Vimos o Espírito no momento em que, deixando seu corpo, entra em sua nova vida; analisamos suas sensações, seguimos o desenvolvimento gradual de suas ideias. Os primeiros momentos são empregados em se reconhecer, e se inteirar do que se passa com ele; em uma palavra, ensaia, por assim dizer, suas faculdades, como a criança que, pouco a pouco, vê aumentar suas forças e seus pensamentos. Falamos de Espíritos vulgares porque os outros, como dissemos, estão de alguma sorte identificados previamente com o estado espírita que não lhes causa nenhuma surpresa, mas unicamente a alegria de estarem livres dos entraves e dos sofrimentos corpóreos. Entre os Espíritos inferiores, muitos lamentam a vida terrestre, porque sua situação como Espírito é cem vezes pior, e é por isso que procuram uma distração na visão do que fazia outrora suas delícias, mas essa própria visão é, para eles, um suplício, porque têm o desejo e não podem satisfazê-lo.

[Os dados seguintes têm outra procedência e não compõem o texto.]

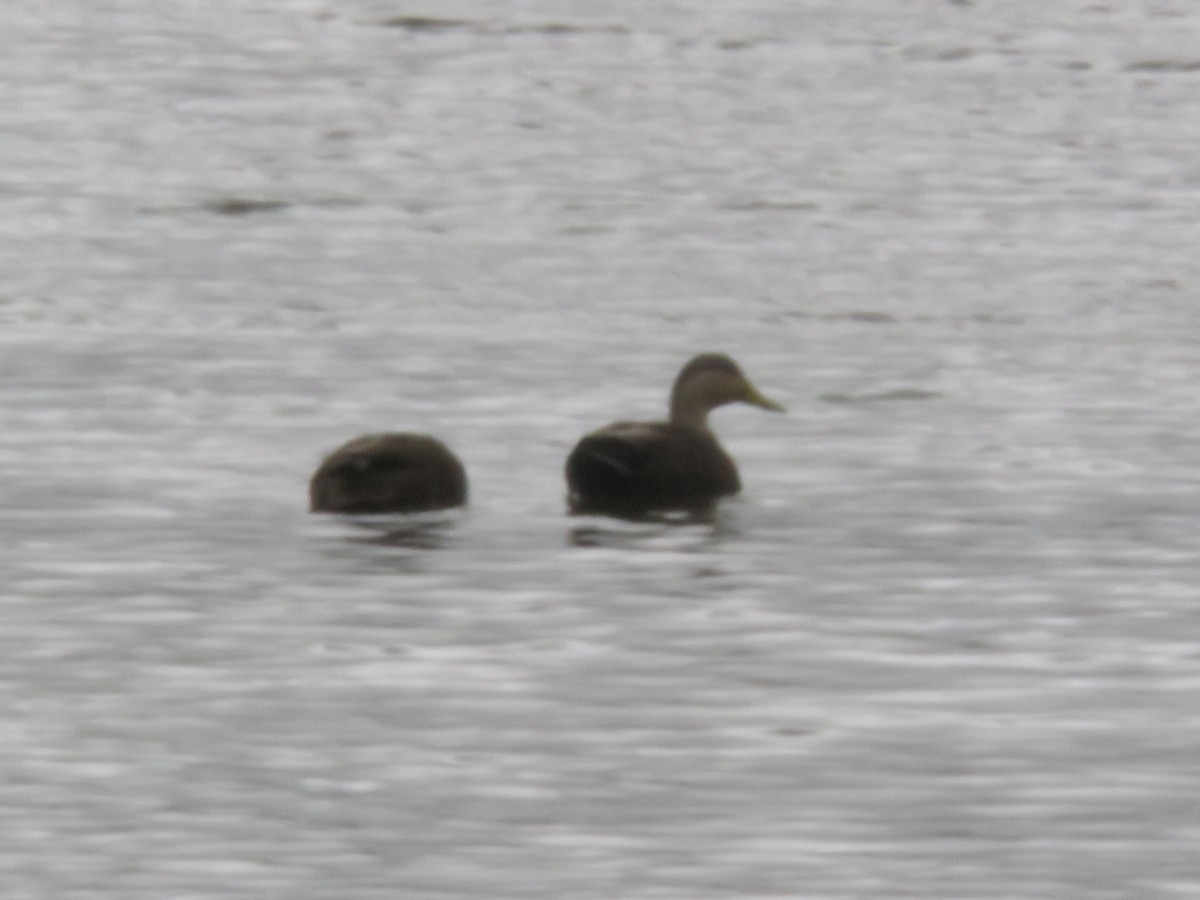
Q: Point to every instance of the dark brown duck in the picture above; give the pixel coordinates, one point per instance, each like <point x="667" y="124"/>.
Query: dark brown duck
<point x="631" y="468"/>
<point x="389" y="473"/>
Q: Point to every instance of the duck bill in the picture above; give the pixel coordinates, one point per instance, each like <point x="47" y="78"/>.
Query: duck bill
<point x="755" y="399"/>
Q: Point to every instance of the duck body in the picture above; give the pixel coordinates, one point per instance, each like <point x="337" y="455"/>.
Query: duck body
<point x="395" y="472"/>
<point x="648" y="466"/>
<point x="633" y="468"/>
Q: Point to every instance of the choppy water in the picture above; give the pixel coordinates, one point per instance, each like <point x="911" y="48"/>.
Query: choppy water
<point x="943" y="646"/>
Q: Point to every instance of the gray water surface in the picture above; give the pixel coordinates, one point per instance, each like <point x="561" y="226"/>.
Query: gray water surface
<point x="945" y="645"/>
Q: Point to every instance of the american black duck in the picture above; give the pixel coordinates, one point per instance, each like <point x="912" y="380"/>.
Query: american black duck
<point x="389" y="473"/>
<point x="634" y="468"/>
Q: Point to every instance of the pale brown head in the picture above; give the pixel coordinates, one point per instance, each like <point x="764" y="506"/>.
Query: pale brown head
<point x="709" y="381"/>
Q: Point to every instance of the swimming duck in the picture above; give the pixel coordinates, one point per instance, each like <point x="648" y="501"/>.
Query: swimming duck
<point x="396" y="472"/>
<point x="631" y="468"/>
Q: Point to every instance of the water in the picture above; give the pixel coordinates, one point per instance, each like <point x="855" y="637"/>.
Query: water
<point x="943" y="646"/>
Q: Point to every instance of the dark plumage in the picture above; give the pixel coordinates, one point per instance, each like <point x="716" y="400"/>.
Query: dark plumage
<point x="631" y="468"/>
<point x="389" y="473"/>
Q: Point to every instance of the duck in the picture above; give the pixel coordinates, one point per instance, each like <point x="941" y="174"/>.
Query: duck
<point x="393" y="472"/>
<point x="633" y="468"/>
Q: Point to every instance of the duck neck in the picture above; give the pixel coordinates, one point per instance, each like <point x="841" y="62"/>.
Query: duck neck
<point x="689" y="415"/>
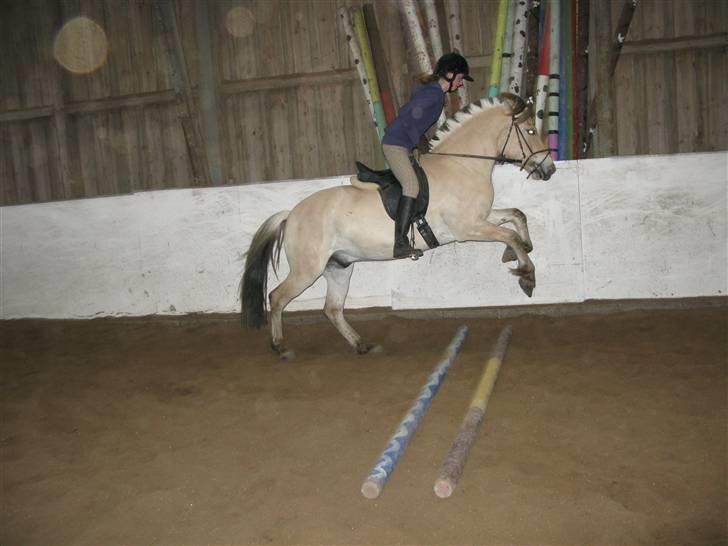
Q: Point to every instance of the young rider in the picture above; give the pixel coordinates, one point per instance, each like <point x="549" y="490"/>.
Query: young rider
<point x="402" y="135"/>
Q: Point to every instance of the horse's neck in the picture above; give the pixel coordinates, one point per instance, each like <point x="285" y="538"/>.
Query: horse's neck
<point x="478" y="136"/>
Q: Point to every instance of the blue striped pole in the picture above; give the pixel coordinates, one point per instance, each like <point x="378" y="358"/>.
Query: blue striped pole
<point x="383" y="468"/>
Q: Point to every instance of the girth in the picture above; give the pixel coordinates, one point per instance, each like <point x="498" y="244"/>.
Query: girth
<point x="390" y="190"/>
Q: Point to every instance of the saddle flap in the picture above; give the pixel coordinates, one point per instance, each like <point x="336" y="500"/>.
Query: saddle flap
<point x="366" y="174"/>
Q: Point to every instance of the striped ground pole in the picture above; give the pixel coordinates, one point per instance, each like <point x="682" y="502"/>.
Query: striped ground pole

A necessidade de progredir é geral entre os Espíritos, e é o que os excita a trabalharem pelo seu adiantamento, porque compreendem que a sua felicidade tem esse preço; mas nem todos sentem essa necessidade no mesmo grau, sobretudo em começando; alguns se comprazem mesmo numa espécie de vadiagem, mas que não tem senão um tempo; cedo a atividade torna-se-lhes uma necessidade imperiosa, à qual, aliás, são impelidos por outros Espíritos que lhes estimulam o sentimento do bem.

Em seguida, vem o que se pode chamar a escória do mundo espírita, composta de todos os Espíritos impuros, nos quais o mal é a única preocupação. Sofrem e gostariam de ver todos os outros sofrerem como eles. O ciúme toma-lhes odiosa toda superioridade; o ódio é sua essência; não podendo prenderem-se aos Espíritos, prendem-se aos homens e atacam aqueles que lhes parecem mais fracos. Excitar as más paixões, insuflar a discórdia, separar os amigos, provocar as rixas, inchar o orgulho dos ambiciosos para se dar o prazer de abatê-los em seguida, espalhar o erro e a mentira, em uma palavra, desviar do bem, tais são os seus pensamentos dominantes.

Mas, por que Deus permite que seja assim? Deus não tem contas a nos prestar. Os Espíritos superiores nos dizem que os maus são provas para os bons, e que não há virtude onde não há vitória a se alcançar. De resto, se esses Espíritos malfazejos se encontram em nossa Terra, é porque aqui encontram ecos e simpatias. Consolemo-nos pensando que, acima desse lodo que nos cerca, há seres puros e benevolentes que nos amam, nos sustentam, nos encorajam, e nos estendem os braços para nos levar até eles, e nos conduzir a mundos melhores, onde o mal não tem acesso, se soubermos fazer o que é preciso para merecê-lo.